O HISTÓRICO E A BALBÚRDIA DO MINISTRO

histórico do ministro

“Universidades que, em vez de procurar melhorar o desempenho acadêmico, estiverem fazendo balbúrdia, terão verbas reduzidas.” (Abraham Weintraub, Ministro bolsonarista da Educação que quer destruir as universidade públicas).

“Balbúrdia”, “agitação”, “baderna”, dentre outros, são termos bem conhecidos por nós e, normalmente, usados por quem sente-se incomodado com alguma coisa. Na maioria das vezes, com quem pensa e critica.

Ciências Sociais e Filosofia então nem pensar. Além de não trazerem retorno, aqueles que se dedicam a esses estudos não irão contribuir para o crescimento do país. Certas universidades, inclusive, só praticam balbúrdias e devem ter 30% de suas verbas cortadas e a UFF (Universidade Federal Fluminense) é uma delas.
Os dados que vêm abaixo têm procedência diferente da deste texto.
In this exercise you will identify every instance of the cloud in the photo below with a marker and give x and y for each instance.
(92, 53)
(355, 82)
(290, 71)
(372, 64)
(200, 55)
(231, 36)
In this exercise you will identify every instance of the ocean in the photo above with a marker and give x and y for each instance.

Pensando bem, todas as universidades federais terão 30% de corte nos seus orçamentos porque todas só fazem balbúrdia.

O que escrevemos acima resume o pensamento do ministro Abraham Weintraub, que tem a missão de acabar com as universidades federais em geral e, em especial com as chamadas Ciências Humanas, incluindo-se aí a Sociologia e a Filosofia. Weintraub é discípulo do astrólogo-impostor Olavo de Carvalho, o ícone ideológico do obscurantismo bolsonarista e foi o astrólogo que acusou os professores de Ciências sociais e Filosofia de destruírem o país. Com o que o ministro, igualmente obscurantista, concorda. Isso, sem falar nas “balbúrdias”.
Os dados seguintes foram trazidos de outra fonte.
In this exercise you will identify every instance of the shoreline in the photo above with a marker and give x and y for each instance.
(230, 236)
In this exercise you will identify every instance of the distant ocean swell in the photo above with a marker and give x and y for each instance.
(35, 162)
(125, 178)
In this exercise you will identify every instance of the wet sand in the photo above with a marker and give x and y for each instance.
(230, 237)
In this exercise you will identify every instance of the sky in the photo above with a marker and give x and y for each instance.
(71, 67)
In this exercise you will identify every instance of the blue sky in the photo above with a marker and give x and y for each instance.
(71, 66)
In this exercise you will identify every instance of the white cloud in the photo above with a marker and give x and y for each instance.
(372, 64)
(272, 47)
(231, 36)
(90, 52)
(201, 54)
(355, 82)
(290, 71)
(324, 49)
E por falar em balbúrdias, o que fez o ministro quando era estudante universitário? Como foi o seu desempenho? O cientista político Carlos Alberto Almeida divulgou o histórico escolar do atual ministro olavista-bolsonarista da Educação e parece que ele comprova aquela regra que afirma que quem diz odiar muito determinada coisa é porque é mal resolvido com ela. O documento, tornado público através do twitter de Carlos Alberto Almeida, mostra que o ministro gostava mesmo é de fazer “balbúrdia” na universidade. E também de ser mal resolvido com as tais “Ciências Sociais” ou “Humanas” pelas quais ele e seu Presidente fascista demonstram tanto ódio. Basta vermos alguns dados do histórico escolar. Ele foi um péssimo aluno universitário e muito, muito mal resolvido mesmo com uma tal de “sociologia”. Senão, vejamos:

No primeiro semestre de 1989, o então aluno universitário Abraham Weintraub teve apenas 50% de frequência na disciplina Introdução às Ciências Sociais e sua média na disciplina foi 0,7 (sete décimos). Sua média no semestre foi 2,1. Nesse período, de 20 créditos possíveis nos quais se inscreveu, acumulou apenas 4. O que ele fazia na universidade? Seria balbúrdia?

O segundo semestre de 1989 então foi terrível. Ele teve reprovação em todas as disciplinas, por frequência e nota. Ou seja, ele não compareceu a nenhuma aula. O que ele fazia na universidade? Seria balbúrdia?

Em 1993, no segundo semestre, seu problema com a tal “sociologia” continuava mal resolvido. Ele tirou nota zero na disciplina Sociologia Aplicada à Economia. Tentou novamente cumprir essa disciplina no segundo semestre de 1994 e novamente teve como nota o zero. Seu problema com as Ciências Sociais continuavam. Talvez precisasse de uma ajuda na psicanálise. Será que ele fazia balbúrdia?

Dentre outras coisas, o histórico escolar traz a classificação do aluno Abraham Bragança de Vasconcellos Weintraub em sua turma de ingresso. Dos 93 alunos, ele foi classificado na posição 78. Será que ele ficou o tempo todo fazendo balbúrdia?

O histórico escolar do ministro é um excelente balizador para o diagnóstico desse governo doente. De alguma forma, o bolsonarismo pode ser classificado como uma doença de pessoas mal resolvidas, seja com mulheres, negros, homossexuais em geral, ciências sociais e universidades. Bolsonaro já mostrou que é mal resolvido com tudo isso. O histórico escolar de Weintraub mostra que ele foi mal resolvido com a universidade e com as ciências sociais. Então, que se destruam todas as universidades públicas e acabem-se com as Ciências Sociais, que não trazem nenhum retorno. Para Weintraub, parece que não trouxeram mesmo nenhum retorno. Mas Freud talvez explique: muito provavelmente ele adore uma balbúrdia e ame as Ciências Sociais. Quem sabe um dia ele revele aquilo que a frieza de um histórico escolar jamais revelaria?